Saturday, December 4, 2010

An Overdue Update

I just tweeted my link, and it's inspired me to put in some latest reflections on my first full year of blended.

Here are the highlights as we move into the last part of the semester:

1. Leaders from the National Urban Alliance Came to Visit

I was thrilled to have a chance to talk with Yvette Jackson, Luverne Flowers, and Mary Oberg about blended learning and the implications for black and brown students. I have noticed that my work as an anti-racist teacher has progressed along with my work as a blended teacher. My hypothesis about why this has happened has to do with the fact that blended teaching means working with individuals, rather than planning for the whole group.

The NUA visitors thought that blended learning was a great model for fostering high intellectual performance (HIP) for students of color because teachers show they trust kids, kids make meaningful decisions, instruction is tailored to individuals, and kids can mediate. I'm not sure what they meant by mediate, now that I'm trying to explain it here. I'll have to ask my NUA coach, Jackie Roehl, to explain that to me next week.

2. Most parents at conferences were happy and curious about blended pedagogy

It was hard to explain the what and why of blended learning for each set of parents in 90 seconds or less. I ended up wishing that I had thought in advance to ask an administrator to come and hang out by my line from time to time to handle some of those basic questions while people were waiting to talk to me.

Only two parents had serious concerns about blended, and most parents were very happy with how things are going.

3. Mass Media kids continue to make media

Mass Media class is an interesting situation and probably deserves its own post.
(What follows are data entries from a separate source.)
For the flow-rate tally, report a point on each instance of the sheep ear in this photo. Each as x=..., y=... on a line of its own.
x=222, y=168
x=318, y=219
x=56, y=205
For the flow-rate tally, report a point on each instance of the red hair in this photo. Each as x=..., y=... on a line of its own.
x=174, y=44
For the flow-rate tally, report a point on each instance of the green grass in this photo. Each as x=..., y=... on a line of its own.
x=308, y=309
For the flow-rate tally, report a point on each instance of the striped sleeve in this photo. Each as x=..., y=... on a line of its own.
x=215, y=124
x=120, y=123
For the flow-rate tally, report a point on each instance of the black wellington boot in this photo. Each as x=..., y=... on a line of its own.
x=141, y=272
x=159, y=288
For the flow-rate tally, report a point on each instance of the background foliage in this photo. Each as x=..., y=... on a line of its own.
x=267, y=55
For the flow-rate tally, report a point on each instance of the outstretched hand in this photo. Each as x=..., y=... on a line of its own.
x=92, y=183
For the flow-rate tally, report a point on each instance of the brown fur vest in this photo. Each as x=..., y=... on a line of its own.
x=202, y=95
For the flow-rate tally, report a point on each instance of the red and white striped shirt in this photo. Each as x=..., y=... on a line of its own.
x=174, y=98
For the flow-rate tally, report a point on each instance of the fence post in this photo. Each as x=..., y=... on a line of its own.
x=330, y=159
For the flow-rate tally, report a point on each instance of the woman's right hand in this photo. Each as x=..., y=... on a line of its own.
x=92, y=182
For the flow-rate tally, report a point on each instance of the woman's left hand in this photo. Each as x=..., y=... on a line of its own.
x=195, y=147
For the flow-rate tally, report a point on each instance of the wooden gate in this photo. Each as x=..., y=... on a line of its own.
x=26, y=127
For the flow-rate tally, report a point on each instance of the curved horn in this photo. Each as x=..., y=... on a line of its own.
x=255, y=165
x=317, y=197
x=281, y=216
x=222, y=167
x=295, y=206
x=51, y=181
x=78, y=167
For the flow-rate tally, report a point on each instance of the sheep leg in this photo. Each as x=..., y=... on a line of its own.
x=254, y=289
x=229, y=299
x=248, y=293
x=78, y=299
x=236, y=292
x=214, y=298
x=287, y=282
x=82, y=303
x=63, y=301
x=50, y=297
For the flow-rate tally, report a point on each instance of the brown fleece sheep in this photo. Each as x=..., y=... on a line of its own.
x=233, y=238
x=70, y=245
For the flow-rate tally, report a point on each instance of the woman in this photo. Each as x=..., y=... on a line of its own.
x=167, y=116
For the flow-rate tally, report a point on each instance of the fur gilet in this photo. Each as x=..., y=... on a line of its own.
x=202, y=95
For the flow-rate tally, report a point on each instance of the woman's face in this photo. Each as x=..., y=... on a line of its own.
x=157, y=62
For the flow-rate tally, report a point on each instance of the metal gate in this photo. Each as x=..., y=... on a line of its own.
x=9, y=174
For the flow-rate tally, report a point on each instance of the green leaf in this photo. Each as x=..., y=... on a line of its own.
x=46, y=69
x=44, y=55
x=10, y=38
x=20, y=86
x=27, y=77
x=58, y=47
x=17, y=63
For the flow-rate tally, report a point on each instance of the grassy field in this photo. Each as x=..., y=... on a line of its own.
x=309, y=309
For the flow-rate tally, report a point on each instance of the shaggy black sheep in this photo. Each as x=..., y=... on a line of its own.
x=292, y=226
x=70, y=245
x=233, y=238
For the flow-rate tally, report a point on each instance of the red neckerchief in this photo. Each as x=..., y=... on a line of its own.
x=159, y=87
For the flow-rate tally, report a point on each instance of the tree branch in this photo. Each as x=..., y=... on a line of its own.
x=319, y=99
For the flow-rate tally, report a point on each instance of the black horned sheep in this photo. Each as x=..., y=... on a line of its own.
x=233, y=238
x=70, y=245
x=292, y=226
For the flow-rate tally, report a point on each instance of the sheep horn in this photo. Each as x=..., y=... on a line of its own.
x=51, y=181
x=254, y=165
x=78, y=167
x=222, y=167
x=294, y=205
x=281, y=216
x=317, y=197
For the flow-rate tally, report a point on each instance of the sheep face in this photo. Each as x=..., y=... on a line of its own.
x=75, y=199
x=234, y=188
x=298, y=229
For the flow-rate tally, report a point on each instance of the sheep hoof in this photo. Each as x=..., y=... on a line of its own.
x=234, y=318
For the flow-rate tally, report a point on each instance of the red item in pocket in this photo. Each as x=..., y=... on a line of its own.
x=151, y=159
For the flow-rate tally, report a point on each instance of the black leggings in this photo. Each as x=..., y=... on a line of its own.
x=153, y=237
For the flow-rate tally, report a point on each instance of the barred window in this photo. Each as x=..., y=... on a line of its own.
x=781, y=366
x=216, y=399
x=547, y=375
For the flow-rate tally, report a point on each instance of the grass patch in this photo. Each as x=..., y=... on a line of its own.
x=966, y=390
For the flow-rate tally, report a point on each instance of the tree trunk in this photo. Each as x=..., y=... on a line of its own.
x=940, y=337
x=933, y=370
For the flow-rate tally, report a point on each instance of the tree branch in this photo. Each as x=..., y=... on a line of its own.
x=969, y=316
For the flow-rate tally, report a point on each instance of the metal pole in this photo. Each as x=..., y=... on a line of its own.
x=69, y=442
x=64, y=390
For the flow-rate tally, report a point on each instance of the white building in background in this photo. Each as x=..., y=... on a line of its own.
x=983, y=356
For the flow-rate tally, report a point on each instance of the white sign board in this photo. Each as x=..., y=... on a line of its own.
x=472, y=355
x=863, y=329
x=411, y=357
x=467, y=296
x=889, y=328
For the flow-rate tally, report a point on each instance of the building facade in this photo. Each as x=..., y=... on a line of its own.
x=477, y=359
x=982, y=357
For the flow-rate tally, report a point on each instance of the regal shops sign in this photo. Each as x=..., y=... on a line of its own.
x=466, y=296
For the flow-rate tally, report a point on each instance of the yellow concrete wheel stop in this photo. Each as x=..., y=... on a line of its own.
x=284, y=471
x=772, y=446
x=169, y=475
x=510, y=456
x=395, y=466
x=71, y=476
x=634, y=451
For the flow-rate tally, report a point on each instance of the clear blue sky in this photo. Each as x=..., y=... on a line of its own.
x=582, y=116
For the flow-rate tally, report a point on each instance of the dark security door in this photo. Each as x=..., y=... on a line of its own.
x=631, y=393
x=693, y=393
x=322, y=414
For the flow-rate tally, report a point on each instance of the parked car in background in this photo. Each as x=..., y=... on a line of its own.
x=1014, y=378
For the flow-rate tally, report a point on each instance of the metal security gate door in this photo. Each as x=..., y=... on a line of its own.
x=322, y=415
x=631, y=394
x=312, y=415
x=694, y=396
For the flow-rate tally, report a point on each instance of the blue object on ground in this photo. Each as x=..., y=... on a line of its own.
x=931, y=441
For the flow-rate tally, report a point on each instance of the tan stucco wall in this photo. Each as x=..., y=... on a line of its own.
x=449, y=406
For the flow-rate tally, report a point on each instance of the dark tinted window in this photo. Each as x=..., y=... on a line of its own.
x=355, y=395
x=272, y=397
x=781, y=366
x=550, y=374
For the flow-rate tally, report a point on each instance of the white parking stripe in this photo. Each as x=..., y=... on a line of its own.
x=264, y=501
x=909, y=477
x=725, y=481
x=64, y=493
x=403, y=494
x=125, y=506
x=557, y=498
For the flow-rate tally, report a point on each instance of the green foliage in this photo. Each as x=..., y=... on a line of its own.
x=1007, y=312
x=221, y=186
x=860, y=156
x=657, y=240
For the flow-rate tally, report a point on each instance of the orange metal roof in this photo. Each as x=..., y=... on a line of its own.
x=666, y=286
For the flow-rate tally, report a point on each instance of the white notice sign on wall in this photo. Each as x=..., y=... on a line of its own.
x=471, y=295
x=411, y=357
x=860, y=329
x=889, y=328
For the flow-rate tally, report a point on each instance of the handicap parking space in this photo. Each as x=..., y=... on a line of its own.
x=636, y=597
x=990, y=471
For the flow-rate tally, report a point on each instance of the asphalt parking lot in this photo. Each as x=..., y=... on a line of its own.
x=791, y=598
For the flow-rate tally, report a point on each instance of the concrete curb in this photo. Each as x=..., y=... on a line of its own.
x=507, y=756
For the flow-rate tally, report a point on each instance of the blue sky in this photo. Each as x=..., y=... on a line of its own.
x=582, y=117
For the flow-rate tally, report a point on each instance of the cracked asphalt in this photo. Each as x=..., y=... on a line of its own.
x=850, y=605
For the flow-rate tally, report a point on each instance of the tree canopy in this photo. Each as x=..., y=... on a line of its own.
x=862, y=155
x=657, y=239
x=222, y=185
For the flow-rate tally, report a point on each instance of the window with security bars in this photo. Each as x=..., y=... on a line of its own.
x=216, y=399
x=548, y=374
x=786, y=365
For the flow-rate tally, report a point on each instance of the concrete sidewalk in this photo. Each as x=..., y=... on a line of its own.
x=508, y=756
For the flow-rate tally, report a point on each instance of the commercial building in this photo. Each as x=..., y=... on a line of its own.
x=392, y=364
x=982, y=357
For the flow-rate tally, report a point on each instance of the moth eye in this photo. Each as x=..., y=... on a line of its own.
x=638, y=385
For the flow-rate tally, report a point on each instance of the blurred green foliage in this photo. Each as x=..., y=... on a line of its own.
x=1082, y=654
It's a new population for me (seniors in an elective), a totally new curriculum, and all new projects.

The one thing I'm happy about in Mass Media is that the kids make media. I learned at this year's NCTE conference that scholars believe that the heart of any critical media class has to be production. This makes a lot of sense, and playing with a new tool to produce something meaningful... that's what I think it's all about.

So far, Mass Media kids have made Prezis, Xtranormals, Vokis, Aviary podcasts, and VuVoxes. Next week, they'll work on Weebly sites with some of the above tools embedded.

Still, the class needs a lot of work, and I'm very pleased that I'll be repeating it come Feburary.